Coming from a background of accessibility advocacy, I used to think that my job was done when I drew some of an executive’s or a team’s focus toward people with disabilities and their needs. I now understand that a commitment to inclusion cannot end there. Just as we research the needs of users before building products intended to solve their problems, we need to integrate all that we know about the sources, mechanisms, and effects of exclusion before we can make a concerted attempt at eliminating them.

A step forward with Adobe’s Inclusive Design Exchange

We have launched our own internal Inclusive Design Exchange, or IDX, specifically to address this challenge. Composed of a team of Adobe Design designers, researchers, engineers, and managers, of diverse backgrounds—from locations around the world—IDX is tasked with changing the way we design software.
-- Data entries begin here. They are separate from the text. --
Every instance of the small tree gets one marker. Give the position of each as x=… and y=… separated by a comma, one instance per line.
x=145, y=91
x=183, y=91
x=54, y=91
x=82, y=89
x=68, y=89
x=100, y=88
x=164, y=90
This group will conduct its own education and research and share what they know with each other and throughout the organization.

We’re starting by educating one another. I’m bringing a reading list that’s long on disability and accessibility. That list also includes several recent books on bias in tech, including Algorithms of Oppression, by Safiya Umoja Noble; The Intersectional Internet, edited by Noble and Brendesha M. Tynes; “Automating Inequality,” by Virginia Eubanks; and Weapons of Math Destruction, by Cathy O’Neil. To that, we can add mountains of academic research compiled over the years.
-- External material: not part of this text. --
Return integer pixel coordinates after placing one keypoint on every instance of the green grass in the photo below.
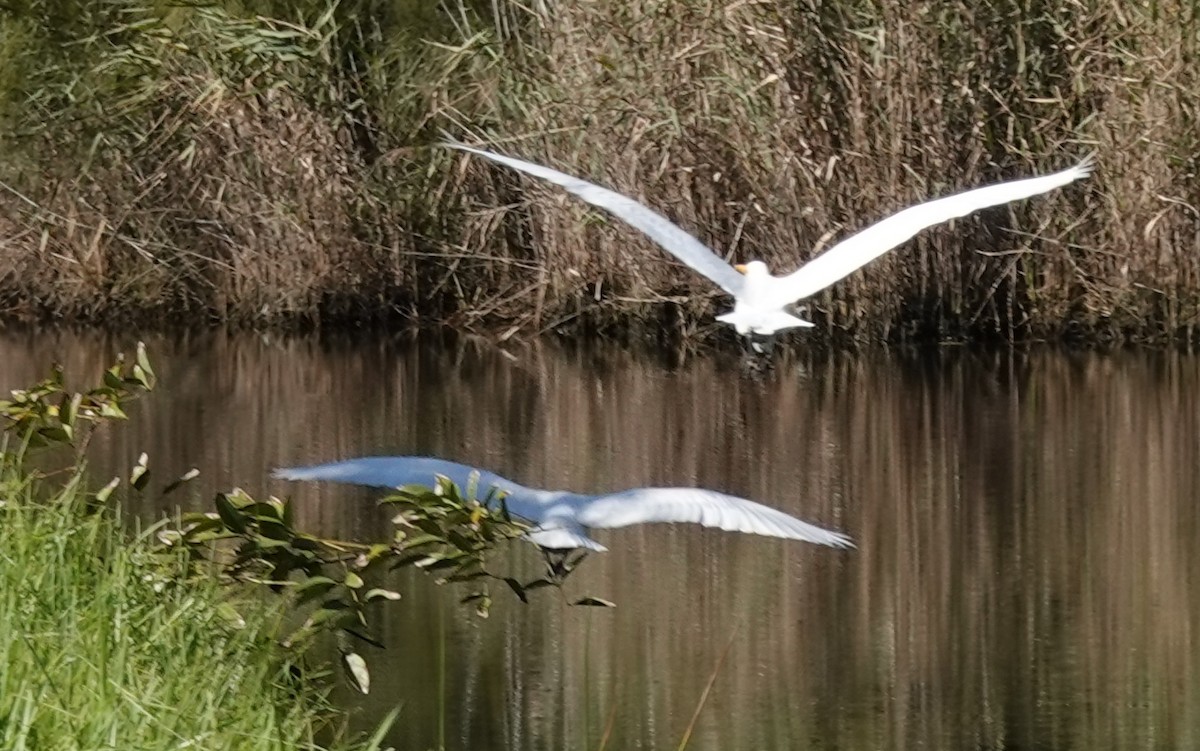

We have a lot to absorb, to begin with. In the end, we need to integrate this information into the work that we do, not just within Adobe Design, but across the company, and indeed, all of technology. We must use our strengths as a company—for example, our expertise in design, computer vision, and machine learning, as well as our individual differences and lived experiences—to make lasting change happen. Everyone, and every organization, has that same opportunity, if they listen, learn, and work to use the knowledge they gain to help remove the barriers that remain, and prevent new ones from being formed.

The work that needs to be done in order to achieve a more equitable future is by its very nature a diversity and inclusion effort. Knowing that, it’s important to keep in mind that, while the voices that inform that effort should come from the communities that feel its effects most presently, people of all levels of privilege are responsible to undertake the work that’s called for.